Notice how I don’t ask questions or how I turn the conversation back on me a lot? It’s because I’m concentrating so hard on seeming normal, trying not to say the wrong thing that I can’t think about you, only what you might be thinking of me. SO, I sound clever, spout facts, recite pop culture references. Mostly I’m afraid of looking stupid and saying the wrong thing. I’m so tired of that. I want to have friends and interact with people.

Now that I know WHY I have so much trouble meshing with people, I don’t want to struggle with it anymore. I thought everyone struggled with it but I was just especially retarded. That’s not true. I can’t process conversation (non-verbal as well as verbal) the same way you can. But it doesn’t make me less than. Being Aspie will help me learn how to mesh better, believe it or not.
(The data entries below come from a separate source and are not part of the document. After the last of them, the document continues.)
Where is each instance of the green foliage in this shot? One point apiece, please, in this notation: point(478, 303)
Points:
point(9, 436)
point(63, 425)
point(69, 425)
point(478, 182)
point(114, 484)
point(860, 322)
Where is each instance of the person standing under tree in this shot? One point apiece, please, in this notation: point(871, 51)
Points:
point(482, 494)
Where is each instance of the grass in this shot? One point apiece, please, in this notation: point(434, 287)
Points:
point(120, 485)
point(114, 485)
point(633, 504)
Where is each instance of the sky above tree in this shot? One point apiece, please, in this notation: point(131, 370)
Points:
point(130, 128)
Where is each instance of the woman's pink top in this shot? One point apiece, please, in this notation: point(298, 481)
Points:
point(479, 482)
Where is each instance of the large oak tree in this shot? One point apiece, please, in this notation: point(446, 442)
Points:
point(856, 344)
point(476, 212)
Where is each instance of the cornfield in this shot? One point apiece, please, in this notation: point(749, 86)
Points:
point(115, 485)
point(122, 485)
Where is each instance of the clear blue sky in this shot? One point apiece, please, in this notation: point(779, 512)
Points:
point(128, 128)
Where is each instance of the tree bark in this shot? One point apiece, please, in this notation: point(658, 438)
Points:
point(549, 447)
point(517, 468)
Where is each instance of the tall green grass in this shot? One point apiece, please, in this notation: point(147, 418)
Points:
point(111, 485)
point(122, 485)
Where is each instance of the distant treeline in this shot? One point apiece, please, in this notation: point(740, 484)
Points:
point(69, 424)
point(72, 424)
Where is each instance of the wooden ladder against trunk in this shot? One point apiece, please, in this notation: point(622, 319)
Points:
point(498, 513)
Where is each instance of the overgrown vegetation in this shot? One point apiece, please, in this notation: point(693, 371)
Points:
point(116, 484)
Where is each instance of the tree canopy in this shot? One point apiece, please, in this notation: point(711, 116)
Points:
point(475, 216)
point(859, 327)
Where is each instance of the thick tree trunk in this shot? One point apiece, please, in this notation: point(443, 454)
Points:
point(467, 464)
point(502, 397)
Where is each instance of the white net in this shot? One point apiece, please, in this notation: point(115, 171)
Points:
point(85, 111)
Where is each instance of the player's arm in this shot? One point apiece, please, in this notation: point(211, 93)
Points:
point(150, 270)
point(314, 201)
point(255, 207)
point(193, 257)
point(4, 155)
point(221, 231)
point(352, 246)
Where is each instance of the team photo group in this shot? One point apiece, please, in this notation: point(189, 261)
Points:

I notice when I’m with my son or other people that know me really well–that I can relax around–I’m a charismatic, considerate person and I can turn the conversation on to the other person like I’m supposed to. I can stop myself from being overly chatty about myself and my interests and talk about the other persons. If I stop caring what y’all think of me, then I can be that amazing, awesome person I try so hard to be (and fail at because it’s not really me).

Aspergers is a blessing. I love being an aspie and finding people that experience life the way I do. I am high functioning even for aspergers. But where others have sensory issues related to sound and light, I have sensory issues related to emotions. I can feel your emotions. I can feel everyone’s emotions. It’s really hard to turn that off and when I’m already not doing well from my own depression, I isolate myself. I turn away from everyone and regular routines involving people because I can’t deal with your emotions as well as my own.

I’m trying to learn how to deal with them–the emotions. I’m trying to learn how to shield myself. I’m just taking it day by day. So far it’s been difficult to figure out how to fit it all together. But I might be at the edge of a break through. The more I write the easier it seems.

I hope it just becomes easier as I get older. I’m looking forward to that.